Demo: Run the code cell above and inspect the message printed in the Console.
Data
Let’s load the data.
income_inequality <- read_csv("data/income-inequality.csv")
Rows: 549 Columns: 5
── Column specification ────────────────────────────────────────────────────────
Delimiter: ","
chr (2): country, country_code
dbl (3): year, gini_pre_tax, gini_post_tax
ℹ Use `spec()` to retrieve the full column specification for this data.
ℹ Specify the column types or set `show_col_types = FALSE` to quiet this message.
And take a look at the first 10 rows.
income_inequality
# A tibble: 549 × 5
country country_code year gini_pre_tax gini_post_tax
<chr> <chr> <dbl> <dbl> <dbl>
1 Australia AUS 1989 0.431 0.304
2 Australia AUS 1995 0.47 0.311
3 Australia AUS 2001 0.481 0.32
4 Australia AUS 2003 0.469 0.316
5 Australia AUS 2004 0.467 0.316
6 Australia AUS 2008 0.469 0.335
7 Australia AUS 2010 0.47 0.333
8 Australia AUS 2014 0.481 0.329
9 Australia AUS 2016 0.467 0.326
10 Australia AUS 2018 0.469 0.329
# ℹ 539 more rows
The variables in the dataset are:
-
country
: Country name -
country_code
: Country code -
year
: Year -
gini_pre_tax
: Gini coefficient before taxes -
gini_post_tax
: Gini coefficient after taxes
Demo: And take a look at the structure of the data as well with the glimpse()
function.
glimpse(income_inequality)
Rows: 549
Columns: 5
$ country <chr> "Australia", "Australia", "Australia", "Australia", "Aus…
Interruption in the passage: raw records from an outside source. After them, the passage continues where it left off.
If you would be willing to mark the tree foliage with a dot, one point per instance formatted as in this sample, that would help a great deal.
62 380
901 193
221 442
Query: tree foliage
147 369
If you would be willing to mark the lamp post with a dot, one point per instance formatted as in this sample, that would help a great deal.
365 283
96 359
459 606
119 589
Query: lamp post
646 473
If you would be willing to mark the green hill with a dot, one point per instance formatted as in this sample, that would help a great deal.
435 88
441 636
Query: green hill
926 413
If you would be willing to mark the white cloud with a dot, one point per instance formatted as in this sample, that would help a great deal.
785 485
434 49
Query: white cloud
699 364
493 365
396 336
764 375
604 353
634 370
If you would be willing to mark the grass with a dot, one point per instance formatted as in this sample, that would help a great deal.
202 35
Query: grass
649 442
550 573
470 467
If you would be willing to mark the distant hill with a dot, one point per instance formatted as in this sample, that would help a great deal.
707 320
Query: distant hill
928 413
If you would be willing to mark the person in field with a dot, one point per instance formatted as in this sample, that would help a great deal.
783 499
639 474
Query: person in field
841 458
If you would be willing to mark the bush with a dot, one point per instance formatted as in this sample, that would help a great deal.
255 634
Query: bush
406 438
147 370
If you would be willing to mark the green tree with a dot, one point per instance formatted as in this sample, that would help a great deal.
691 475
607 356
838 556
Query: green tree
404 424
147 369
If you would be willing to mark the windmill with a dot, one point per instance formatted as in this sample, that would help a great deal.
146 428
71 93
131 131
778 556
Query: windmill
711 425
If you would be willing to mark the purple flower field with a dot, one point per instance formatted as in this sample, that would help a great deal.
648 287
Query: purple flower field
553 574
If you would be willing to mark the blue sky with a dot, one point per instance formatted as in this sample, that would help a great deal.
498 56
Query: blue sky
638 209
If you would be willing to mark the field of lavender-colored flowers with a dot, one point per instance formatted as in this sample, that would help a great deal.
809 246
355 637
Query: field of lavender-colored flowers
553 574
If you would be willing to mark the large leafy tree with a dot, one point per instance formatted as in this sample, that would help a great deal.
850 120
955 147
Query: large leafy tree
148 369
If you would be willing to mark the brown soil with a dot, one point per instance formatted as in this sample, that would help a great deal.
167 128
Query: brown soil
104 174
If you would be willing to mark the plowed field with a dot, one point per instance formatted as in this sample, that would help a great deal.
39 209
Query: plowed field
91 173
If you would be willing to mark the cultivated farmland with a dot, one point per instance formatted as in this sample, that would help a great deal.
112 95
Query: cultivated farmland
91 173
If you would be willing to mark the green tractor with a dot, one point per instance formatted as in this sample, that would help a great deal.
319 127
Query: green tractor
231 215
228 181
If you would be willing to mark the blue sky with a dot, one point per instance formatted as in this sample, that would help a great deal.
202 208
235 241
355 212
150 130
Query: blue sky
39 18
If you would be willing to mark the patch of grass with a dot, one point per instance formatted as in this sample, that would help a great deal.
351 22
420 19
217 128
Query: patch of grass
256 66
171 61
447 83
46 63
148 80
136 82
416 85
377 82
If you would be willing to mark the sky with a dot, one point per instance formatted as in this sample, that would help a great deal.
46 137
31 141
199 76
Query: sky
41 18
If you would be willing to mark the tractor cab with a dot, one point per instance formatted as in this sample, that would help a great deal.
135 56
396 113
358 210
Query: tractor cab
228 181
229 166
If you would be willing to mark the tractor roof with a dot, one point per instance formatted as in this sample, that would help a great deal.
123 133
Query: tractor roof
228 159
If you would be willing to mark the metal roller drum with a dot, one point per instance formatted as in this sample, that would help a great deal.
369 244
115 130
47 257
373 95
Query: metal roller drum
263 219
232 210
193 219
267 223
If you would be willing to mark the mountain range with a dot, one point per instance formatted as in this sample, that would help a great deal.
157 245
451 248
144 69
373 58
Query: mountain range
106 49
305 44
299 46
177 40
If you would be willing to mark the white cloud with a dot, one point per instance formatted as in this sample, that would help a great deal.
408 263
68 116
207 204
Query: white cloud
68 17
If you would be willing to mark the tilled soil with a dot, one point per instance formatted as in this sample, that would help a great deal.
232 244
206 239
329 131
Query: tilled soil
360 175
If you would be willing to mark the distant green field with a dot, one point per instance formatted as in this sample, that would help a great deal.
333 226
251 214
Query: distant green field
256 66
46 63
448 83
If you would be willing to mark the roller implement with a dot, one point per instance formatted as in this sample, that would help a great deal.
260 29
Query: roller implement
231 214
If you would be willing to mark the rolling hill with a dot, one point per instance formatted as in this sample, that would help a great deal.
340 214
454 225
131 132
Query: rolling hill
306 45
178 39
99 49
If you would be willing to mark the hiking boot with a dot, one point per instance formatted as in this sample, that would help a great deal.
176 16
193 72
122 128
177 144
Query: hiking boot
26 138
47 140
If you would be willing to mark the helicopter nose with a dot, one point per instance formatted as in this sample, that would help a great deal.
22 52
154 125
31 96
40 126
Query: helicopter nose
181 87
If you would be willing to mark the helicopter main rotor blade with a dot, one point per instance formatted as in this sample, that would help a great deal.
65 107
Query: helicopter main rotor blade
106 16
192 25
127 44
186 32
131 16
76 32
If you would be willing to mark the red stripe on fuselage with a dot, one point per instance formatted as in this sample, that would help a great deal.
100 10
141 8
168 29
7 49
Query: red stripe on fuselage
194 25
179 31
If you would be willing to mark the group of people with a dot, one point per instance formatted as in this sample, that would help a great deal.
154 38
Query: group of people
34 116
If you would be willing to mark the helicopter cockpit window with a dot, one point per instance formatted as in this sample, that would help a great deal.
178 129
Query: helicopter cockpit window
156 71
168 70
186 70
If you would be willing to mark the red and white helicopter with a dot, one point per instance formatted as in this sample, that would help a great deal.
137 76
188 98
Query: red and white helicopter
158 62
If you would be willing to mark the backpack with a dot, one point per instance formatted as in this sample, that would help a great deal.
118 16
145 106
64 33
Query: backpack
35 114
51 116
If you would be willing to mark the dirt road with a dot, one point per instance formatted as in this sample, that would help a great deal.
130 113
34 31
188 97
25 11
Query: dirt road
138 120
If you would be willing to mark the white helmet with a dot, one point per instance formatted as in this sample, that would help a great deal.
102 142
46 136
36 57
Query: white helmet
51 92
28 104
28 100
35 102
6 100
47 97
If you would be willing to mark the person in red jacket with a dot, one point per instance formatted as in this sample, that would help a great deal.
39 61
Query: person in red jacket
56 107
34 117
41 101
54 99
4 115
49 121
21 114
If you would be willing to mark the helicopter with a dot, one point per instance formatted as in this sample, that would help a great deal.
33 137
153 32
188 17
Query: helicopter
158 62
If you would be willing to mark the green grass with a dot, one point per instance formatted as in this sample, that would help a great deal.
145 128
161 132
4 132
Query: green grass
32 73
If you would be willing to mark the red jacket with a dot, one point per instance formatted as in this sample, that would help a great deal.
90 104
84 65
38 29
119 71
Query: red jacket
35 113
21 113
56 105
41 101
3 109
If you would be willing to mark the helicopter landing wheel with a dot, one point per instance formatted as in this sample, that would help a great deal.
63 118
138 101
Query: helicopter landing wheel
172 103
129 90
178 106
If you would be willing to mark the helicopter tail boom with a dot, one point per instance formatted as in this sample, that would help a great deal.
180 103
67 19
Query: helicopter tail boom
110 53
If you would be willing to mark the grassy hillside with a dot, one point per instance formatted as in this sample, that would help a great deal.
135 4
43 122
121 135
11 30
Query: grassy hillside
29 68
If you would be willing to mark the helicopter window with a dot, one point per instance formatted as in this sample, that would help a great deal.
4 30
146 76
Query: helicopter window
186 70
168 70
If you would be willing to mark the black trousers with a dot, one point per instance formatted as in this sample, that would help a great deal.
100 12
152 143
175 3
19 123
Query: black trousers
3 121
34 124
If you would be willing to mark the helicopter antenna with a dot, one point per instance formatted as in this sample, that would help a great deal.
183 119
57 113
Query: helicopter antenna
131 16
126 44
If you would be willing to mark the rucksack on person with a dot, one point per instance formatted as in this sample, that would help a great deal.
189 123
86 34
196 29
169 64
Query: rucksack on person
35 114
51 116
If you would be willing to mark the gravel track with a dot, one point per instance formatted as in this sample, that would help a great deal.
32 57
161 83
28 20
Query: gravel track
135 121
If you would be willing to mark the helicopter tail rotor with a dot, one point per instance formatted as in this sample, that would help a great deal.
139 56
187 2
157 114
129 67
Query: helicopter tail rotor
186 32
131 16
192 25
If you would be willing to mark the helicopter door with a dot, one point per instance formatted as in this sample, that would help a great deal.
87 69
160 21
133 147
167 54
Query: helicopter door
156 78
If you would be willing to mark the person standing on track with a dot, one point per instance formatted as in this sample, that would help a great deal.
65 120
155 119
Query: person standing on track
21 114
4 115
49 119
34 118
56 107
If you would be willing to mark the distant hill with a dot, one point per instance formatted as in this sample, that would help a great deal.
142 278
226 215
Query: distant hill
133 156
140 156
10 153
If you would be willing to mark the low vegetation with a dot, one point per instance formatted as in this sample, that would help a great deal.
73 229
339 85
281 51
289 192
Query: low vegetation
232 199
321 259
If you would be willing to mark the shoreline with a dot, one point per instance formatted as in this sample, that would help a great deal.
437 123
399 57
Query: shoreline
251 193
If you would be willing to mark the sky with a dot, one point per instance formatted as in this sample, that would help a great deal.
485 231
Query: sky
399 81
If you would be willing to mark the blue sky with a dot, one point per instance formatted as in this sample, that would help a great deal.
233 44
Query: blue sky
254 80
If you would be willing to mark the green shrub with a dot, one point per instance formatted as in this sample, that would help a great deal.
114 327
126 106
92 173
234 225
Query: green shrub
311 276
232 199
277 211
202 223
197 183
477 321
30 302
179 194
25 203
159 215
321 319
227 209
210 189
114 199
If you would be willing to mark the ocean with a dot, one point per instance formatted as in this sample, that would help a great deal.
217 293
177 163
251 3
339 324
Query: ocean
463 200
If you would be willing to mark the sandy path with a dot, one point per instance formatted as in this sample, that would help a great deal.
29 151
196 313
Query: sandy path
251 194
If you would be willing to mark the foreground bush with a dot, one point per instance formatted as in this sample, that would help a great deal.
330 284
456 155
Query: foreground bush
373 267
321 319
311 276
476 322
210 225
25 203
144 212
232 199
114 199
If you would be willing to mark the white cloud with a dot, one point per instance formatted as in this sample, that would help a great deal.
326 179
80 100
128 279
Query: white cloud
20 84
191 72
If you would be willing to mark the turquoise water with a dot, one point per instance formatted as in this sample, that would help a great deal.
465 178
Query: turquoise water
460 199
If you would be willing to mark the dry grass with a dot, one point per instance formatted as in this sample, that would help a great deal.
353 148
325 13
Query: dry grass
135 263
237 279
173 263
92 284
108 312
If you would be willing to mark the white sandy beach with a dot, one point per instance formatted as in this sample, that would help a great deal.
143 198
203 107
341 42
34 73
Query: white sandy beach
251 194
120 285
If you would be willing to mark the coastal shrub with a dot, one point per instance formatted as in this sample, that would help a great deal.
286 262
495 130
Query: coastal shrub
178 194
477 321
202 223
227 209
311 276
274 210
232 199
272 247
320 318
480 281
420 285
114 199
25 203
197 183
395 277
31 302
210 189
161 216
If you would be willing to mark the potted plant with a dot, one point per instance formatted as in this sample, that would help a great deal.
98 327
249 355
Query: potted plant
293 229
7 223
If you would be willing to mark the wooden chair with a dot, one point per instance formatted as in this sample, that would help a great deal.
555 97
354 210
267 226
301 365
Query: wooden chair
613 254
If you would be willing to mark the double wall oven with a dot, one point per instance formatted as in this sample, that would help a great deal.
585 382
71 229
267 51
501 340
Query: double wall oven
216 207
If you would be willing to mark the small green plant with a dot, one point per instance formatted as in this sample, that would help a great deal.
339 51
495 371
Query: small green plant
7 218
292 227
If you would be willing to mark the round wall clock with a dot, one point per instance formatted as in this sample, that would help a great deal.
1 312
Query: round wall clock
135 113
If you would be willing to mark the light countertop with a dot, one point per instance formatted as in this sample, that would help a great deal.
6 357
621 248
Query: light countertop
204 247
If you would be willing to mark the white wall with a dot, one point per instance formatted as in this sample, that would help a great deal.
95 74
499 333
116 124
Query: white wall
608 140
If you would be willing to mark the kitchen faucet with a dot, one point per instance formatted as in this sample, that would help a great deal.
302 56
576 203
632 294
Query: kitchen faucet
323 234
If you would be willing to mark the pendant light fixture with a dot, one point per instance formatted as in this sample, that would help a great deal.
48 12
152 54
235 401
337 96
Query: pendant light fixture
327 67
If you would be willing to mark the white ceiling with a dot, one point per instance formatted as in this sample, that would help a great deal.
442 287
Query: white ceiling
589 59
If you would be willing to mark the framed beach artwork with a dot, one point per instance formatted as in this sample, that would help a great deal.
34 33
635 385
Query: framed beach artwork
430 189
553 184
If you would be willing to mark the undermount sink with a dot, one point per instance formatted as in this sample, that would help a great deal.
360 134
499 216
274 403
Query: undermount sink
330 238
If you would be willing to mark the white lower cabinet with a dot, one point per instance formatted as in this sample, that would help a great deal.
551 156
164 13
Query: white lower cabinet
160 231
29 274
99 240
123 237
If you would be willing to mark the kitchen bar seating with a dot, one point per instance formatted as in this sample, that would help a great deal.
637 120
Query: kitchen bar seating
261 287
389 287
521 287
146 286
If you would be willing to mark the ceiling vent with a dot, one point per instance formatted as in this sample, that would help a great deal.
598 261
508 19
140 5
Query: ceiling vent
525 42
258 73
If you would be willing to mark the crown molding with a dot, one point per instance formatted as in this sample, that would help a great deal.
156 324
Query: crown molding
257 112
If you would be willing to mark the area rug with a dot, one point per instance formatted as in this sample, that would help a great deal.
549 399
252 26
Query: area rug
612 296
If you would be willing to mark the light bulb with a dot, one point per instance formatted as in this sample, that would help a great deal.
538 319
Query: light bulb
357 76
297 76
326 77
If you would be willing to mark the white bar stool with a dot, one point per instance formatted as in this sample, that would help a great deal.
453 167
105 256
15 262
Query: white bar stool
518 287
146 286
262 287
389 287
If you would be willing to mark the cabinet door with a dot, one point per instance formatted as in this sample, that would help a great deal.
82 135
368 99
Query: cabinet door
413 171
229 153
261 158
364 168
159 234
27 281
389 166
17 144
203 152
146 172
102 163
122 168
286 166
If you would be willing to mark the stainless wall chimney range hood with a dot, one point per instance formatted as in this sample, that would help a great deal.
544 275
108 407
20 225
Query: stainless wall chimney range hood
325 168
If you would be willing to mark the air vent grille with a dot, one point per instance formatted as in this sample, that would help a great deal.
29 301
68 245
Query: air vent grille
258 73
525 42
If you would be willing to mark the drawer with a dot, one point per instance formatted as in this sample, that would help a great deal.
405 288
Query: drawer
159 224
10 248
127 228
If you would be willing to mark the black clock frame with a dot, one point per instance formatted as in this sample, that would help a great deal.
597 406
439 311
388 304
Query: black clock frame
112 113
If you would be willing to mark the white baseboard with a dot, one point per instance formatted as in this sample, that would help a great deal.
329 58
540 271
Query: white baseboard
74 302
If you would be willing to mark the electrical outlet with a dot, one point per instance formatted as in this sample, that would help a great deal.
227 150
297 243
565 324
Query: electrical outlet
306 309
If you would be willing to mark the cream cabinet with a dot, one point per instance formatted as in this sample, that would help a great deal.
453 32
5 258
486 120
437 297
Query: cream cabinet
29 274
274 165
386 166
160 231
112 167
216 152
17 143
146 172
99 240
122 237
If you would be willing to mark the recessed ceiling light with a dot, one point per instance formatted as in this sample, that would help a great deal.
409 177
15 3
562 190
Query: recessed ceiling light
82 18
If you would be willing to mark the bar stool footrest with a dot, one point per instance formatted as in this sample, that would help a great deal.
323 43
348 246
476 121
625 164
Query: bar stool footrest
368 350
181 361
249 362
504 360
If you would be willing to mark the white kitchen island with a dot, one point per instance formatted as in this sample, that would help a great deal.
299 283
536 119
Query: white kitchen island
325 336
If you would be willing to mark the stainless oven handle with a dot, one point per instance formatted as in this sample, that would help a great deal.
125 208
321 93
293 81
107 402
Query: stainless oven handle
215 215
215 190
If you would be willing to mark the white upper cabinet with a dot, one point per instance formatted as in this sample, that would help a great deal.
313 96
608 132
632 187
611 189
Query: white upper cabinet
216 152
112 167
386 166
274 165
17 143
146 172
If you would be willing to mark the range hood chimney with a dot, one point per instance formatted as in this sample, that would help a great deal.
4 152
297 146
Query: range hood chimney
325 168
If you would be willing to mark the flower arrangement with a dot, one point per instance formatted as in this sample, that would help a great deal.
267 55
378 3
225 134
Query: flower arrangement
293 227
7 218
$ country_code <chr> "AUS", "AUS", "AUS", "AUS", "AUS", "AUS", "AUS", "AUS", …
$ year <dbl> 1989, 1995, 2001, 2003, 2004, 2008, 2010, 2014, 2016, 20…
$ gini_pre_tax <dbl> 0.431, 0.470, 0.481, 0.469, 0.467, 0.469, 0.470, 0.481, …
$ gini_post_tax <dbl> 0.304, 0.311, 0.320, 0.316, 0.316, 0.335, 0.333, 0.329, …
Demo: Render, commit (with an appropriate commit message), and push your changes to GitHub.
Your turn: replace the blank below with the number of rows in the income_inequality
data frame based on the output of the chunk below. Then, replace it with “inline code” and render again. Then, commit (with an appropriate commit message) and push your changes to GitHub.
The income_inequality
data frame has 549 observations. Each observation represents a country in a given year.
Income inequality over time in a country
Let’s explore income inequality over time in a country.
income_inequality |>
filter(country == "Denmark") |>
pivot_longer(
cols = contains("gini"),
names_to = "gini_type",
values_to = "gini_coefficient"
) |>
mutate(
gini_type = if_else(gini_type == "gini_pre_tax", "Pre-tax", "Post-tax"),
gini_type = fct_relevel(gini_type, "Pre-tax", "Post-tax")
) |>
ggplot(aes(x = year, y = gini_coefficient, color = gini_type)) +
geom_line(linewidth = 1)
Your turn: Create a similar plot for another country of your choice by by modifying the code in the code cell labeled plot-single
above. Then, render, commit (with an appropriate commit message), and push your changes to GitHub.
Hint: Open the data frame in the data viewer by clicking on its name in the Environment pane to see the list of countries.
Income inequality over time in many countries
Now let’s explore income inequality over time in many countries.
income_inequality |>
filter(country %in% c("United States", "Sweden", "South Africa")) |>
pivot_longer(
cols = contains("gini"),
names_to = "gini_type",
values_to = "gini_coefficient"
) |>
mutate(
gini_type = if_else(gini_type == "gini_pre_tax", "Pre-tax", "Post-tax"),
gini_type = fct_relevel(gini_type, "Pre-tax", "Post-tax")
) |>
ggplot(aes(x = year, y = gini_coefficient, color = gini_type)) +
geom_line(linewidth = 1) +
facet_wrap(~country, ncol = 1)
Your turn: Change as many countries as you like except for the United States by modifying the code in the cell labeled plot-many
above. You can replace country names like we did before or add or remove them. Then, render to see your changes. Discuss your findings with your neighbor – Why did you choose those countries? How do the income inequalities of these countries compare? Finally, commit your changes (with an appropriate commit message), and push your changes to GitHub.